By the end of his life he used a wheelchair, needed to be fed, and would drink through a straw.

It was this same team of carers, from Carrick home services, who looked after Gordon and over the years became our friends.

Joe Pike (R) and his late husband Gordon
Image: Joe Pike (R) and his late husband Gordon

Andrea Ramsey runs the company. Her team and most of their clients have been vaccinated.

The people they look after may are less anxious now, but the pandemic has taken a toll on their confidence.

"You see the loneliness has affected their mental health," she says.

"Some of my clients were able pre-COVID to go out to shops, day centres.
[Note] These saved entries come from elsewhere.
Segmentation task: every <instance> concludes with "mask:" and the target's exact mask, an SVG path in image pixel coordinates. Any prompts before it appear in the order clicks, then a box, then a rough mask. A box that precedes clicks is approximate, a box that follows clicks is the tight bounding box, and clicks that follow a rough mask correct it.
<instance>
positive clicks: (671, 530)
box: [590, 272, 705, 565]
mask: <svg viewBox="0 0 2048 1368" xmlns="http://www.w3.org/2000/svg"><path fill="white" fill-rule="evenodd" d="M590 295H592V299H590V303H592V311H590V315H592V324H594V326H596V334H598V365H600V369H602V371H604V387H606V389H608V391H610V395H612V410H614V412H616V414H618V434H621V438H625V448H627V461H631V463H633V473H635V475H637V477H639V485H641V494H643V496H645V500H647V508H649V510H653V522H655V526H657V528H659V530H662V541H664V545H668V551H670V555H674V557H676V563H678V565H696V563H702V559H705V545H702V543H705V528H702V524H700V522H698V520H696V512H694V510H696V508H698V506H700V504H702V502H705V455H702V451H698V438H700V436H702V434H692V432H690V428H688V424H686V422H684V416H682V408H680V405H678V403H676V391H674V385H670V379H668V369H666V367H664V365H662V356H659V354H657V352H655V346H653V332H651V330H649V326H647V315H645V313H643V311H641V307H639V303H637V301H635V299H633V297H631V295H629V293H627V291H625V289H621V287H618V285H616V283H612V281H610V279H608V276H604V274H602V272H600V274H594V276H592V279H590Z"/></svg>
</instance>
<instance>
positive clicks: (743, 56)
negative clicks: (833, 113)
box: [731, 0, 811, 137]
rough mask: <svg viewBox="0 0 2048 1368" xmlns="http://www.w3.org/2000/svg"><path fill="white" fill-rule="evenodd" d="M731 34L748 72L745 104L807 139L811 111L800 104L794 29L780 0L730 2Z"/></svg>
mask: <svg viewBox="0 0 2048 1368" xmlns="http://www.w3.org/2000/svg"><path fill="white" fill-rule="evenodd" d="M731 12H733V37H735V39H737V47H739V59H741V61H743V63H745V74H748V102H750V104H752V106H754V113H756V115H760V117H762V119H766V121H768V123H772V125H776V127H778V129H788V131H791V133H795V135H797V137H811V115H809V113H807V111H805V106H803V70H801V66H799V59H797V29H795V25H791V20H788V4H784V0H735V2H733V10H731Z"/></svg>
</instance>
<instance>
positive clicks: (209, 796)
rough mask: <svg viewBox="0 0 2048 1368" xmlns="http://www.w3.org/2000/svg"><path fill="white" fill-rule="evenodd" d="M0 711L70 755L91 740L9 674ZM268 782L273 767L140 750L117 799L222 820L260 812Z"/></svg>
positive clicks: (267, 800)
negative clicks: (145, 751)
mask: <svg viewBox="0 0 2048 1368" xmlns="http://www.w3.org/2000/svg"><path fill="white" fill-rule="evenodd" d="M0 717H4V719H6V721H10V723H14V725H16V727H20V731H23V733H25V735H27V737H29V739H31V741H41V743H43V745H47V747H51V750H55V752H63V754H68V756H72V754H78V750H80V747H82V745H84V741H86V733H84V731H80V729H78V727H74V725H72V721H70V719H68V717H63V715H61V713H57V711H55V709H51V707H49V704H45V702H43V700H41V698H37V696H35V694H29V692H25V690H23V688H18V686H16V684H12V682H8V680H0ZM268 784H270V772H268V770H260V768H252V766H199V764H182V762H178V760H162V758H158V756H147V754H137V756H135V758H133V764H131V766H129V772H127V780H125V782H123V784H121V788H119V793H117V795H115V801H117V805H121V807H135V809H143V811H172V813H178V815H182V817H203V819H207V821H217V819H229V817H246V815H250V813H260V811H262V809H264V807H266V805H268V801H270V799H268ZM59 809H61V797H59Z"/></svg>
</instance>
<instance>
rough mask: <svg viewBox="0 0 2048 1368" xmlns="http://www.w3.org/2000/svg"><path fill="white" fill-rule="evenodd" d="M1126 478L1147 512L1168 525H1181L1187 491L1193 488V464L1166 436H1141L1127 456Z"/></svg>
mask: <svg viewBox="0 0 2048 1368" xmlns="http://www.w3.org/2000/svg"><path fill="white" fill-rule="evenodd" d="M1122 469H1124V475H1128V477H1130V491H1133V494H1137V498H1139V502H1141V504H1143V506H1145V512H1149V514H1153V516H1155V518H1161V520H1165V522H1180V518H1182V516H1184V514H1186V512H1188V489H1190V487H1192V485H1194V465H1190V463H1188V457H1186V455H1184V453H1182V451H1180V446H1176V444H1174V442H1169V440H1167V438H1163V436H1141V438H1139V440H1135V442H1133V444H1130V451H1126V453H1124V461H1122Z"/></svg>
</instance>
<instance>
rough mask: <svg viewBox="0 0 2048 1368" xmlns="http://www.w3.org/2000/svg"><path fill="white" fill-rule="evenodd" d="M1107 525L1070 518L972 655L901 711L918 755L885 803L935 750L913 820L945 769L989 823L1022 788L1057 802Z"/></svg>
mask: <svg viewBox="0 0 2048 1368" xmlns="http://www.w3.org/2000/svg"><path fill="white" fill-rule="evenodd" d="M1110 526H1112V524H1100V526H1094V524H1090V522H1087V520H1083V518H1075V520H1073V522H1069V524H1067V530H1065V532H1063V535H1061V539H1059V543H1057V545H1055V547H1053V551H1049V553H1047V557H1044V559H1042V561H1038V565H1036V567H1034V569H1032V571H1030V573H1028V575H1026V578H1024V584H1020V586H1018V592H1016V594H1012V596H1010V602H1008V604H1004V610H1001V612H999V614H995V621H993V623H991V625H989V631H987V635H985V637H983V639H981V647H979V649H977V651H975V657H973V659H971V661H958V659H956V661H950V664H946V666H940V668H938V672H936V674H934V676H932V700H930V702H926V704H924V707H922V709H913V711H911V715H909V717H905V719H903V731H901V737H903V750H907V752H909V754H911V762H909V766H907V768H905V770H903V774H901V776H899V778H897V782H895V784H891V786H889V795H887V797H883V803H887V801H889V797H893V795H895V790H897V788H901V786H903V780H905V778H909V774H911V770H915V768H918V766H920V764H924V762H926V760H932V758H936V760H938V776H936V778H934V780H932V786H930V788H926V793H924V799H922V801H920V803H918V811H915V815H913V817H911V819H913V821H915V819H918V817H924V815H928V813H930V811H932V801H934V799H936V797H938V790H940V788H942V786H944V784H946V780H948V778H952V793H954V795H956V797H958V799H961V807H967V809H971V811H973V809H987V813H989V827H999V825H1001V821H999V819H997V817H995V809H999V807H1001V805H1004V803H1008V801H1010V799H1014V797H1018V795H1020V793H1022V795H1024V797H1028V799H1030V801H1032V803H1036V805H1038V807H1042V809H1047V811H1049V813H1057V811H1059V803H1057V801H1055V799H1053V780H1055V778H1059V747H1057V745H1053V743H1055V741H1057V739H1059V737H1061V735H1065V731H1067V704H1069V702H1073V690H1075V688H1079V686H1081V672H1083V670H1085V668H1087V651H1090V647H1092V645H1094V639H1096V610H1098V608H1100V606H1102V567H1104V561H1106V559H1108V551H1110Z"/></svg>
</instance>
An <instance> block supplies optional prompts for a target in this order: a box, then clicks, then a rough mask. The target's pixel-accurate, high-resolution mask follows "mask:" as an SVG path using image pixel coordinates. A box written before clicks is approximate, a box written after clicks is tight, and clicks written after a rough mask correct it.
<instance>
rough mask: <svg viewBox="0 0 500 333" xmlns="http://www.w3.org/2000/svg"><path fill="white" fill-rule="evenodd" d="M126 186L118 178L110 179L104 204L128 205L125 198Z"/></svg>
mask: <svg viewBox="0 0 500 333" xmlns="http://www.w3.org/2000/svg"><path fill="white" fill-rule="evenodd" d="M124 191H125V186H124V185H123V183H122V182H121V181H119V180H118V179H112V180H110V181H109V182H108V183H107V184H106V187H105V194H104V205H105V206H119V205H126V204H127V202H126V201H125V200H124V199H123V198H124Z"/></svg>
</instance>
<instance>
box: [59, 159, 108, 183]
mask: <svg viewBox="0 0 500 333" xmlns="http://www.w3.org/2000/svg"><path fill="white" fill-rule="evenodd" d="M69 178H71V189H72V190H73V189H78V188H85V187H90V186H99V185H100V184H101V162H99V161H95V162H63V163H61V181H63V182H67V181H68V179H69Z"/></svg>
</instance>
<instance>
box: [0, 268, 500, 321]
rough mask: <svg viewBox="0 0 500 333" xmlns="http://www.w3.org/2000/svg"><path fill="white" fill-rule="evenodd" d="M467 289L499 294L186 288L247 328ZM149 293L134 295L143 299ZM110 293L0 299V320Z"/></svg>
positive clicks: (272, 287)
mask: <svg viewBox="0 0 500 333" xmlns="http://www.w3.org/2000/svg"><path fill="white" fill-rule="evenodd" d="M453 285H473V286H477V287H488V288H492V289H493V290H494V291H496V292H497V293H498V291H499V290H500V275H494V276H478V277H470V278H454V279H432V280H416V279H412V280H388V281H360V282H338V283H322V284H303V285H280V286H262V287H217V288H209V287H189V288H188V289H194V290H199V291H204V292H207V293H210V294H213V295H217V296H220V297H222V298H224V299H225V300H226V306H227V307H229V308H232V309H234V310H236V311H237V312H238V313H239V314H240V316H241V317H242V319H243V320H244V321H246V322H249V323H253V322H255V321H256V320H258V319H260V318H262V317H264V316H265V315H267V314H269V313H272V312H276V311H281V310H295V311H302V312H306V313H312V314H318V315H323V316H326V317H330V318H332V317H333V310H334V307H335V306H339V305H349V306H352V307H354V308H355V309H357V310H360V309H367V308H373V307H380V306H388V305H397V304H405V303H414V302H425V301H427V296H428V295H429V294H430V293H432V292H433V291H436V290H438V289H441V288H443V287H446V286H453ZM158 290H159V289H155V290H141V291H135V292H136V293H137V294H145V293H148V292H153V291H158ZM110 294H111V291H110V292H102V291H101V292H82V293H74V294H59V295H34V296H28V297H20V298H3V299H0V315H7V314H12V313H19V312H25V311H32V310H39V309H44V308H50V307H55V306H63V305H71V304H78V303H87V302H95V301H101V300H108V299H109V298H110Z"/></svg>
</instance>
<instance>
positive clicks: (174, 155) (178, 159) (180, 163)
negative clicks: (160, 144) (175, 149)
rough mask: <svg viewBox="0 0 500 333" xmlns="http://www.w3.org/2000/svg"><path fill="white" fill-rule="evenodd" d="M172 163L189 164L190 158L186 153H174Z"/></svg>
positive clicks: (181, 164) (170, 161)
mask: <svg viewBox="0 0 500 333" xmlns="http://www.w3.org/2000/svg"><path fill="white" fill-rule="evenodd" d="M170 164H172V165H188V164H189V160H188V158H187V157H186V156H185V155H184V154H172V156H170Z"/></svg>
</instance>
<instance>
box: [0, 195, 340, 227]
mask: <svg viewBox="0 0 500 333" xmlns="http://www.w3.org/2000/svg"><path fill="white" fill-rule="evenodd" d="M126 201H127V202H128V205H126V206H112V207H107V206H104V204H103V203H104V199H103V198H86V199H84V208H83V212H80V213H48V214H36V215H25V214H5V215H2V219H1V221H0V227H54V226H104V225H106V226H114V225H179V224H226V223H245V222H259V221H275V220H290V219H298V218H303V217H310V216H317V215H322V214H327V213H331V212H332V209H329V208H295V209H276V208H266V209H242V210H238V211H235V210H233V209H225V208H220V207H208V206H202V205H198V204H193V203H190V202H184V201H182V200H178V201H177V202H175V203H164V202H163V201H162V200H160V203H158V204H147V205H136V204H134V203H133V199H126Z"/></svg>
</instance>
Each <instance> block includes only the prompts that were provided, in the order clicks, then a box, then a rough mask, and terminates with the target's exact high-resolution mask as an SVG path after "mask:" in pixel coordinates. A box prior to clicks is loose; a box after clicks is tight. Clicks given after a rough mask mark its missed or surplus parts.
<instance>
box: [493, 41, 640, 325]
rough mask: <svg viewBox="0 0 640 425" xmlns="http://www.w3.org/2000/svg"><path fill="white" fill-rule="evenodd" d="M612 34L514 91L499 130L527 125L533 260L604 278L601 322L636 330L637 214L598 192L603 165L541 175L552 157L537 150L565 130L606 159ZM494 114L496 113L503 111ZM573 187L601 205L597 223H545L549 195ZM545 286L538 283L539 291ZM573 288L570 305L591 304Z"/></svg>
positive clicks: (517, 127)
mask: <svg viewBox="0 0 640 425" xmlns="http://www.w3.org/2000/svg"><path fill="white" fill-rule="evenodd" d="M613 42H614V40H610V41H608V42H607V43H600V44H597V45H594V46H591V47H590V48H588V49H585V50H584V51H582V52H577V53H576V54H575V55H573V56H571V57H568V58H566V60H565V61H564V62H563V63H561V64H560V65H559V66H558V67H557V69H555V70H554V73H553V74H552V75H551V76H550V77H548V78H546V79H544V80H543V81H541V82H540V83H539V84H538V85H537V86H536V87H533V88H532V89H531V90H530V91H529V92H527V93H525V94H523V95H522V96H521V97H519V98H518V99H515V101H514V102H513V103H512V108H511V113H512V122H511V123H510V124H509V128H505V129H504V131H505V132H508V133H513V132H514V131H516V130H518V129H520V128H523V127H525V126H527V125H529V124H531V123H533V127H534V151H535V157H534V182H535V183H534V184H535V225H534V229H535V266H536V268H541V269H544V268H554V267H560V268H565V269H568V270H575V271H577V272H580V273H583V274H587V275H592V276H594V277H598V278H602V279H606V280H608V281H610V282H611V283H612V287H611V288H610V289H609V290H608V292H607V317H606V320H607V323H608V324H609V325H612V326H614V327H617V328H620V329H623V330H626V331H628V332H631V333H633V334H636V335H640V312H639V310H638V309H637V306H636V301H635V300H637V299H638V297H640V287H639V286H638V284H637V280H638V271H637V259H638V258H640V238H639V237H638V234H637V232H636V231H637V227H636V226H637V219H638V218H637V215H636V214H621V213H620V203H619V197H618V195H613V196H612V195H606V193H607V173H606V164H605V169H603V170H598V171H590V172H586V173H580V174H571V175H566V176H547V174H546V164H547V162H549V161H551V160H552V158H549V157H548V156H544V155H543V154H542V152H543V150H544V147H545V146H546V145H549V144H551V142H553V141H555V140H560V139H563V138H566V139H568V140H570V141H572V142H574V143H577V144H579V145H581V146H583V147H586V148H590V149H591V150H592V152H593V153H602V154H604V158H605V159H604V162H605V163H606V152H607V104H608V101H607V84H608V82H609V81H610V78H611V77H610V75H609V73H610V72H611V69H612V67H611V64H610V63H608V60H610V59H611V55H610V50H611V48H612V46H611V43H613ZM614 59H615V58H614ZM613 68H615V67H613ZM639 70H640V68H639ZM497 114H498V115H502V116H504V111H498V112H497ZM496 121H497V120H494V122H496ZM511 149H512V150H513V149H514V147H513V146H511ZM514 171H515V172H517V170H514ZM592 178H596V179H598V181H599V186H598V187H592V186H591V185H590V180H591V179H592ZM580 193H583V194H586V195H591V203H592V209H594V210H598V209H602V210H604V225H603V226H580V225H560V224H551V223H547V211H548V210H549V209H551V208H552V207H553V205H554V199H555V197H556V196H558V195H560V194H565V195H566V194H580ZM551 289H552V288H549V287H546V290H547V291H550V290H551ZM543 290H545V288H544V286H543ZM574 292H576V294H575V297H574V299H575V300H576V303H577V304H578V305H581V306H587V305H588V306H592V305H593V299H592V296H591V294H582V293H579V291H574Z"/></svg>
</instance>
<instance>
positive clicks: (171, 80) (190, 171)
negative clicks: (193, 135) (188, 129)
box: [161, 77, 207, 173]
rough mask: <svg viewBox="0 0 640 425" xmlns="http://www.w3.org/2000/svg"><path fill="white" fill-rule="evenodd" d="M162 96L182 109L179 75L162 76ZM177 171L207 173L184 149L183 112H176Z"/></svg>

But all that has stopped... Some of them have lost their mobility and confidence."

Laura Rose has seen many clients with poor mental health.

Carer Laura Rose
Image: Carer Laura Rose says she has seen lots of lonely clients with poor mental health

"There are moods, crying, some with suicidal thoughts, not wanting to be here anymore," she says.

"I mean how do you deal with that? We are not mental health nurses or doctors, but you have to deal with it because we are all they've got. If we don't go to them, who will? Their families can't visit them."

But with an end to the pandemic now in sight, Barbara is positive.

"I feel immune", she says. "I'm ready to go out and face the world. With a vengeance."